Verano Azul

Mi hermano I. propone como derrama la construcción de una habitación del pánico en la casa familiar que compartimos los fines de semana estivales. Un campamento hippie que se llena de niños y cervezas todos los meses de junio, y que apenas iniciado agosto abandonamos todos para huir a otras tierras.

Antes, toca remozar alguna pared, arrancar hierbas a destajo o, como ha sido el caso, pintar las rejas de las ventanas en color verde mayo. ¿Que qué verde es ese, si estamos en junio? os preguntaréis. Pues un verde trasnochado de mes que convierte una valla de cementerio en la puerta de la feria de Sevilla minutos antes del encendido de faroles.

La familia que pringa unida, permanece unida. Y mis hermanos llevan tres semanas de fraternidad incestuosa, a la que me he sumado demasiado tarde porque ya se sabe que una divorciada en verano es un tren para arriba, un avión para abajo y maletas que se hacen y deshacen para que las chukis puedan tener un verano repartido de afecto y pleno de experiencias multiestimulantes.

Cuando éramos pequeños el chalecillo hippie era nuestro verano y a ninguno nos parecía mal. Cada mañana salíamos en la bici, como nuestros héroes de la serieVerano Azul“, regresábamos a comer y volvíamos a escapar no antes de las cinco de la tarde (ahí la carcelera madre era inflexible). La vida eran kilómetros de pedaleo y la siesta un engorroso trámite que, sin embargo, hemos terminado por abrazar como el mejor de los dones adultos.

Hoy los padres nos hemos vuelto idiotas y consideramos que nuestros hijos tienen que tener un verano Disney. Trepidante, con una fase que incluya el aprendizaje del inglés (o el alemán, si eres un padre moderno y lees la prensa), un campamento urbano, piscina o charca para que no suden y actividades a titiplén no sea que se aburran y nos molesten.

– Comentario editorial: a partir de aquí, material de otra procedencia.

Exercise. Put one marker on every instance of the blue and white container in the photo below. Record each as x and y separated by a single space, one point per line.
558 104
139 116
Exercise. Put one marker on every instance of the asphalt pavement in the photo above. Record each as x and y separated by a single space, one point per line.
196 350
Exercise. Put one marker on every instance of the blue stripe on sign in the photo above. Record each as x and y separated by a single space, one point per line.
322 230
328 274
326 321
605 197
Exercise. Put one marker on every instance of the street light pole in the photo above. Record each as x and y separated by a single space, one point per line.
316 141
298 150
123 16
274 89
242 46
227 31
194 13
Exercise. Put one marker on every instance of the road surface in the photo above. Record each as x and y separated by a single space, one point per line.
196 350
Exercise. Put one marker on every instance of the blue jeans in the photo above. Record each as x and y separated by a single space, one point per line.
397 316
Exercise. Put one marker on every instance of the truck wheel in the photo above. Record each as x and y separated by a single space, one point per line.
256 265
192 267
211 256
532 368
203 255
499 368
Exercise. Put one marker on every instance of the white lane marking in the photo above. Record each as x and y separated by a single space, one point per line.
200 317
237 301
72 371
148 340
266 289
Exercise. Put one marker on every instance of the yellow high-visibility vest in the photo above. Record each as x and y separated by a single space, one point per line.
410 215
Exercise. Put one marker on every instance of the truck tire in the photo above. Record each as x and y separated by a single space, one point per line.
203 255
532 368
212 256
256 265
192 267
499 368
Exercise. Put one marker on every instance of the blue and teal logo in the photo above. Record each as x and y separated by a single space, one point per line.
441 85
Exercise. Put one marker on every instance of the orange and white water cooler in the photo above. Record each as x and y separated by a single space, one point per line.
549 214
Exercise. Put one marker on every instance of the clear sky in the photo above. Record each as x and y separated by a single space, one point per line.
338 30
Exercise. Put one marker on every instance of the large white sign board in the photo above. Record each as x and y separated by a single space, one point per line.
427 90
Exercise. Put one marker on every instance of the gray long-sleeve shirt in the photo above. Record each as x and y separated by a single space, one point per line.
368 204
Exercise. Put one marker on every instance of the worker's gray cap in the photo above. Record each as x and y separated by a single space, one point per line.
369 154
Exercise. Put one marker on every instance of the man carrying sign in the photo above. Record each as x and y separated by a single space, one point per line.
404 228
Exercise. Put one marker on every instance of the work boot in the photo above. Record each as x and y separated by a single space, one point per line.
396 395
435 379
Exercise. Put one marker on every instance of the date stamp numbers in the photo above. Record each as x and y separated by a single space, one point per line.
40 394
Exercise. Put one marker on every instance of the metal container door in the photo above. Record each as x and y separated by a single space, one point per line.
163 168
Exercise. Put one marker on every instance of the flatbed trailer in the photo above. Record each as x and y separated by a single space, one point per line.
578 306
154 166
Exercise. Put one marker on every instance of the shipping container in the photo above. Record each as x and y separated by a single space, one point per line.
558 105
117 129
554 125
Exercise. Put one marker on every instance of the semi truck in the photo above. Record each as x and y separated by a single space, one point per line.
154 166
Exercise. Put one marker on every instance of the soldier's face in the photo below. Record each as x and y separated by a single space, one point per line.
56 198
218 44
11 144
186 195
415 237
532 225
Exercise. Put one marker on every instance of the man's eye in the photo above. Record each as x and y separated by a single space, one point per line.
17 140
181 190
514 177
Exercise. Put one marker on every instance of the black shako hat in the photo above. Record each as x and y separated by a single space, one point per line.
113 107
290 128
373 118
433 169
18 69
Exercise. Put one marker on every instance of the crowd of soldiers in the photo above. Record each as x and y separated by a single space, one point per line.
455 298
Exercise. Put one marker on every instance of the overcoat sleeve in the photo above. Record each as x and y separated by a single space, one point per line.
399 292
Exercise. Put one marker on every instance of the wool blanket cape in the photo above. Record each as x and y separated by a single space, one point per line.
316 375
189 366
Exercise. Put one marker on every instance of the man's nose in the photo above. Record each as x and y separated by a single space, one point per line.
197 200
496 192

Mis hermanos y yo nos aburríamos hasta el paroxismo, pero eso formaba parte de aquellos veranos de tres meses donde el plato fuerte era una escapada a la playa, un campamento en Santo Domingo de Silos donde recuerdo haber puesto patatas en el palo de la tienda para que un mal rayo no nos empalara, y algún viaje en avión con mi superabuela, que incluía inevitables desencuentros pero la certeza de que nunca se nos iba a olvidar, como así ha sido. (Luego, ya universitarios, pasábamos dos semanas en la cárcel de Burgos con los presos -mi hermana y yo con las presas- y nos parecía lo mejor del año aunque nuestros amigos nos miraran como a frikis sin otra cosa mejor que hacer que conversar con desesperados y yonquis, pobres diablos para los que el verano y el invierno se dintinguían por las horas de patio y libertad)

La habitación del pánico que propone I. es un lugar a salvo del olvido, ahora lo entiendo. Un rincón lleno de fotos familiares donde los veintitantos iremos repasando quiénes fuimos y por qué verano tras verano seguimos prefiriendo la mutua compañía que cualquier otro planazo. Y nos va la vida en que nuestros hijos lo aprendan y lo transmitan. Y sigan juntándose con la excusa de que hay que cargarse el aligustre o reponer las sillas de un porche donde pasamos horas haciendo ejercicios de matemáticas el año aquel en que me enamoré y el tiempo era laxo como mis manos garabateando el resultado de una ecuación. Justo antes de tirarme de cabeza a la piscina.